28/12/2011Verzending vraag
11/4/2012Antwoord

Herindiening van : schriftelijke vraag 5-2706

Vraag nr. 5-4368 d.d. 28 december 2011 : (Vraag gesteld in het Frans)

November 2010 werd gekenmerkt door het proces van twee vitrioolwerpers voor het hof van assisen in Henegouwen.

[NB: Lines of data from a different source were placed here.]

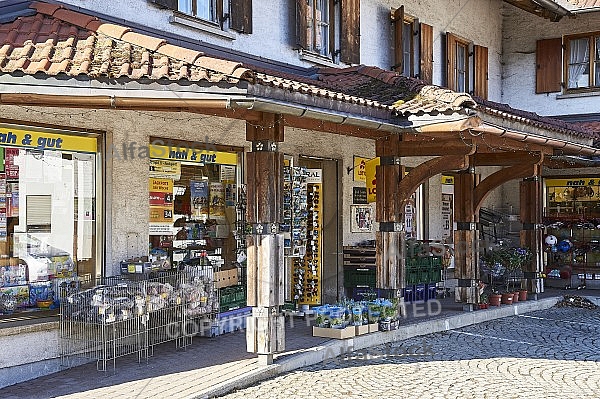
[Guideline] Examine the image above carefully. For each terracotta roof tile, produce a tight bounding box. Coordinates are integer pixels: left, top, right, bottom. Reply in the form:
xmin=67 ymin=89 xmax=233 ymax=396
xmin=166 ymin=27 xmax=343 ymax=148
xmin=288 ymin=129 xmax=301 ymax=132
xmin=0 ymin=2 xmax=253 ymax=83
xmin=157 ymin=43 xmax=202 ymax=64
xmin=121 ymin=32 xmax=166 ymax=51
xmin=30 ymin=1 xmax=62 ymax=15
xmin=52 ymin=9 xmax=96 ymax=28
xmin=96 ymin=24 xmax=131 ymax=39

Deze weerzinwekkende zaak van agressie met zuur, in juni en juli 2008, op alleenstaande vrouwen om hun bezittingen te kunnen ontvreemden, is geen alleenstaand geval. Er zouden ook nog andere aanvallen met zuur gepleegd zijn op ons grondgebied, inzonderheid bij overvallen op handelszaken.

In Frankrijk is het werpen van flessen met zuur inmiddels een "spel" dat relatief veel voorkomt in de scholen in de regio van Parijs. In Groot-Brittannië wijzen de cijfers van de ziekenhuisopnames van de jongste drie jaar op een geregelde stijging van het aantal personen die behandeld worden voor aanvallen met zuur, vooral in zaken van eremisdaden. België is dus niet het enige land dat geconfronteerd wordt met dit soort agressie dat onnoemelijk leed veroorzaakt bij de slachtoffers.

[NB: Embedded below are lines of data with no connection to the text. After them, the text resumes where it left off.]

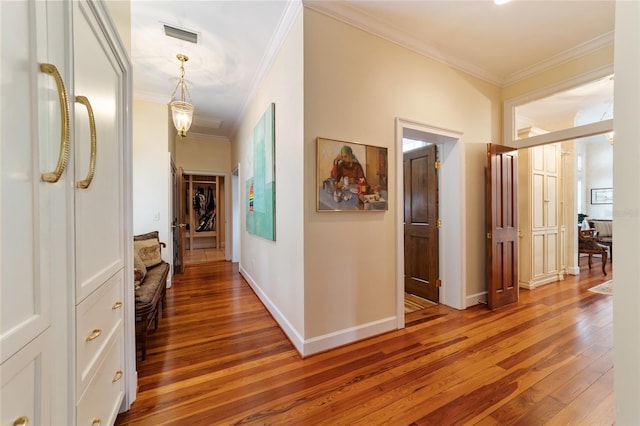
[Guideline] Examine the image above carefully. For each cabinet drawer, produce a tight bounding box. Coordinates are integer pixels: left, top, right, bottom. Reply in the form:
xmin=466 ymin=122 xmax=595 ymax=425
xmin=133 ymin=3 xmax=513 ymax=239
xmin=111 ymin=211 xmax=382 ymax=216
xmin=76 ymin=270 xmax=124 ymax=395
xmin=76 ymin=332 xmax=125 ymax=426
xmin=0 ymin=330 xmax=52 ymax=425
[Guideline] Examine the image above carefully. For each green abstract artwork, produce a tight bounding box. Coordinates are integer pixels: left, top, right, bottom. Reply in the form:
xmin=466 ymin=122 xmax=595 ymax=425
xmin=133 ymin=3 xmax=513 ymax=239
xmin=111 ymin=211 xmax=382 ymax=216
xmin=246 ymin=103 xmax=276 ymax=241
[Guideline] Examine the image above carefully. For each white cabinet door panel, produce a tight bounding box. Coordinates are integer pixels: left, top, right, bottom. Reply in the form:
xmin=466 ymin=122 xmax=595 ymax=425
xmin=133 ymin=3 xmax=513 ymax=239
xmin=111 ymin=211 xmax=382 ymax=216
xmin=0 ymin=332 xmax=52 ymax=425
xmin=74 ymin=2 xmax=124 ymax=303
xmin=0 ymin=2 xmax=68 ymax=362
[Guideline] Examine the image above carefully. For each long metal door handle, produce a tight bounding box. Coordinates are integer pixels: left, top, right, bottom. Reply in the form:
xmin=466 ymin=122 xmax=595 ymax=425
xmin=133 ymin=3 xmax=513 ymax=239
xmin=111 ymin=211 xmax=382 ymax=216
xmin=85 ymin=328 xmax=102 ymax=342
xmin=40 ymin=64 xmax=71 ymax=183
xmin=76 ymin=96 xmax=98 ymax=189
xmin=13 ymin=416 xmax=29 ymax=426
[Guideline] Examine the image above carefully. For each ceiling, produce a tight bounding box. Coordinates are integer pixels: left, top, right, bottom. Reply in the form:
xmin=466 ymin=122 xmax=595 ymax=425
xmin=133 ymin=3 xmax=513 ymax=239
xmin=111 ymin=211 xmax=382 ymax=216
xmin=131 ymin=0 xmax=615 ymax=138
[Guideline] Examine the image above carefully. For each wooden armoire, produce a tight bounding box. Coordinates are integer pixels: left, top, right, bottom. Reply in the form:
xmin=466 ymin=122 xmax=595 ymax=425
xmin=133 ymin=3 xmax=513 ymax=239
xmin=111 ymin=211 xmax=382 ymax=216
xmin=0 ymin=0 xmax=135 ymax=426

Zwavelzuur en, in mindere mate zoutzuur, dat op de huid worden aangebracht, veroorzaakt brandwonden van de derde graad als de huid niet binnen de drie tot vier minuten met water wordt gewassen. Aan het oog kunnen diverse gevolgen optreden. In de minst erge gevallen ontstaat er een bindvliesontsteking, maar er kan ook erosie optreden, of zelfs een hoornvliesperforatie, staar of glaucoom en, in het ergste geval, definitieve blindheid. Dat is het geval met één van de slachtoffers van de vitrioolwerpers in Henegouwen.

Zowel verdund zwavelzuur, ook vitriool genoemd, als geconcentreerd zoutzuur zijn vrij verkrijgbaar in de handel. Iedereen kan zich die producten dus gemakkelijk aanschaffen.

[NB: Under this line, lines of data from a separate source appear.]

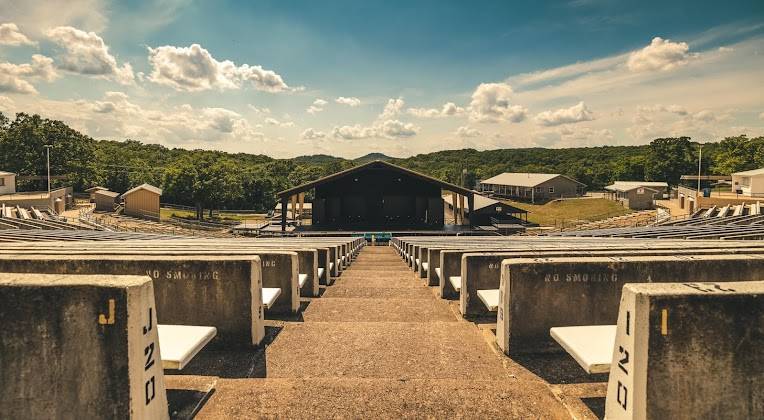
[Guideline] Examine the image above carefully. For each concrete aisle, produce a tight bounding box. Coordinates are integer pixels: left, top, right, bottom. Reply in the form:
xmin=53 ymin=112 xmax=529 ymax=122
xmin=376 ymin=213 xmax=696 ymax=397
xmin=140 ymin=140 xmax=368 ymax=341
xmin=191 ymin=247 xmax=569 ymax=419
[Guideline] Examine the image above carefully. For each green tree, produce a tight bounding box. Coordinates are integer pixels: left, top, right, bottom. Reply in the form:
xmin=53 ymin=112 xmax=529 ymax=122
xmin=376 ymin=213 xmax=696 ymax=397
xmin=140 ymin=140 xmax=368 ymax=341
xmin=645 ymin=137 xmax=697 ymax=185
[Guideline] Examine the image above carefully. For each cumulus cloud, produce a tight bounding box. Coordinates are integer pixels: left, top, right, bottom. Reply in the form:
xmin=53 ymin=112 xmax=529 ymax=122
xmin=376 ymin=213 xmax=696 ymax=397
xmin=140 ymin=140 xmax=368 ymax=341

Beschikt de minister over cijfers met betrekking tot het aantal klachten dat de jongste vijf jaar in België werd ingediend als gevolg van agressie met zuur?

In Frankrijk verbieden bepaalde prefecturen de verkoop van zwavelzuur en zoutzuur aan minderjarigen. Kan geen betere omkadering worden overwogen van de verkoop van dergelijke producten die zoveel schade kunnen veroorzaken aan het menselijk lichaam, bijvoorbeeld door de verkoop van geconcentreerd zuur te beperken tot vakmensen die het nodig hebben voor de uitoefening van hun beroep en door elke verkoop van gevaarlijke zuren aan minderjarigen te verbieden?

Antwoord ontvangen op 11 april 2012 :

In het licht van de antwoorden die door de bevoegde diensten werden geformuleerd – met name de Federale Politie (Directie van de operationele politionele informatie), het college van procureurs-generaal en de Dienst voor het Strafrechtelijk beleid, kan ik u het volgende antwoord geven:

1. De statistische analisten van het openbaar ministerie kunnen geen antwoord geven omtrent het aantal klachten voor aanvallen met zuur tijdens de voorbije vijf jaar. Het REA/TPI-systeem beschikt immers niet over een specifieke code voor dit soort agressie.

De Federale Politie heeft evenwel gegevens aangebracht waarvoor “de aantasting van de lichamelijke integriteit” met het voorwerp “drug/precursor” werd gecombineerd (bv. aceton, ether, zoutzuur, …). Het resultaat is in bijlage 1 opgenomen. De gegevens werden voor de periode 2006-2010 op nationaal niveau verzameld. Voor 2010 werd geen enkel feit geregistreerd.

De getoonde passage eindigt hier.